Multi-million pledge to help third sector transform lives
Third Force News, by Graham Martin 


The lives of hundreds of young people will be transformed after a pioneering third sector jobs programme secured a £6.1 million investment.


First Minister Nicola Sturgeon confirmed the funding from the Scottish Government as she opened the Scottish Council for Voluntary Organisations’ (SCVO) Gathering conference today (Wednesday).


SCVO’s Community Jobs Scotland programme will use the cash to support up to 700 new job opportunities for 16 – 29 year olds.


The money will help CJS continue its success in changing lives and bringing young people into the workforce.


It will be targeted at groups who face significant difficulties finding employment – including carers, young people with experience of care, those with disabilities, and young people with past criminal convictions.


Speaking at the Gathering, the biggest third sector event of the year, the First Minister said: “For the last six years, the voluntary and third sector, led by SCVO, has delivered our Community Jobs Scotland programme. It has created job opportunities for more than 7,500 people and since 2011 more than 3,000 young people have been helped into jobs.


“CJS get young people who are most in need of additional support into employment.

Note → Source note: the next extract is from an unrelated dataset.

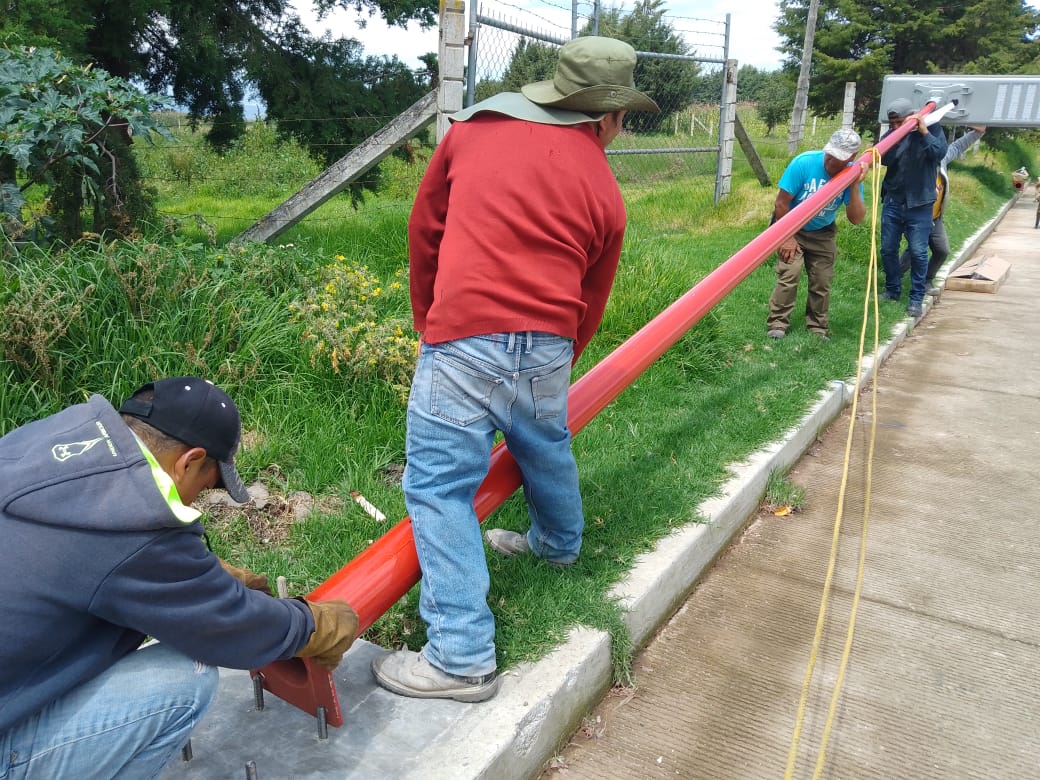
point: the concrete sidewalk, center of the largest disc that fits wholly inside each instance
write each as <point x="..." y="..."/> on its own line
<point x="959" y="433"/>
<point x="942" y="674"/>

“Enabling them to make a contribution to our economy and our society is positive for them as individuals – and it’s also good for all of us. The more we encourage and enable people to fulfil their potential, the stronger and more prosperous we become as a country.”

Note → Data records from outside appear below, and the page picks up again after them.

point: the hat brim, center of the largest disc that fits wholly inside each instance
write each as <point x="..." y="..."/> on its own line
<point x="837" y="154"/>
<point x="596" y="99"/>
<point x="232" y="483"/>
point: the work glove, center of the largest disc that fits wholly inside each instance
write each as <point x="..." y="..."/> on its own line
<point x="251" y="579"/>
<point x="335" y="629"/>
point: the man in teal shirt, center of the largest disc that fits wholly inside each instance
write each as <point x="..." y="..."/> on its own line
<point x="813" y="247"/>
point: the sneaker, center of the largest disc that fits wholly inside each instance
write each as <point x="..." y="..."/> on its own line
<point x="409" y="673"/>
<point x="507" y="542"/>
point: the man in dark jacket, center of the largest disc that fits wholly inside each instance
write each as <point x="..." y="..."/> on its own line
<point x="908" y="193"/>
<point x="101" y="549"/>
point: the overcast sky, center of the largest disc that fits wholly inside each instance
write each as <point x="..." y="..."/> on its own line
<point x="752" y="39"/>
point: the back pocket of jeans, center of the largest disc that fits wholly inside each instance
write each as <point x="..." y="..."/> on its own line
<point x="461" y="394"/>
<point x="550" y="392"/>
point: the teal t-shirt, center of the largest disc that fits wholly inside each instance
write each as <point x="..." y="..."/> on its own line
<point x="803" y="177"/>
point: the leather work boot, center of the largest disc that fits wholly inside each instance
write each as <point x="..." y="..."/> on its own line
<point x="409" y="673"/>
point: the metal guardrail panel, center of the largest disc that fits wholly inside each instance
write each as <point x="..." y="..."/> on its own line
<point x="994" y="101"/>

Martin Sime, chief executive of SCVO said: “In January, we celebrated 7,500 young people finding work through Community Jobs Scotland, and now we’re celebrating again.

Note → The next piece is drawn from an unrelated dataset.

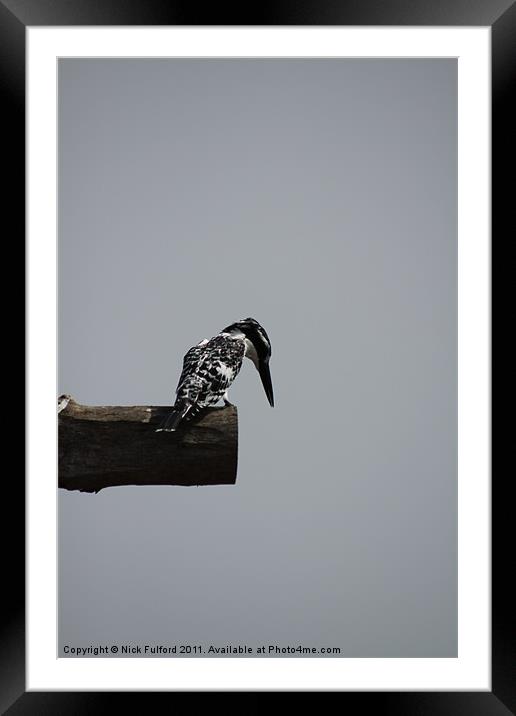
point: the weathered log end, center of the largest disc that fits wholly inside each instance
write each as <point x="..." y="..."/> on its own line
<point x="107" y="446"/>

“This new funding from Scottish Government means 700 more young people will get the chance to make a valuable contribution to their community while earning a wage and developing new skills.


“This is life changing stuff for young unemployed people in Scotland, especially those who are furthest from the labour market and who are so often failed by other employment programmes.”


The first minister also spoke of how she wants Scotland’s third sector to remain a "critical friend" of the Scottish Government, and pledged to work together to promote a human rights approach to framing policy and in creating a new, more humane welfare system.


She said the third sector also has a crucial role to play in delivering successful health and social care integration.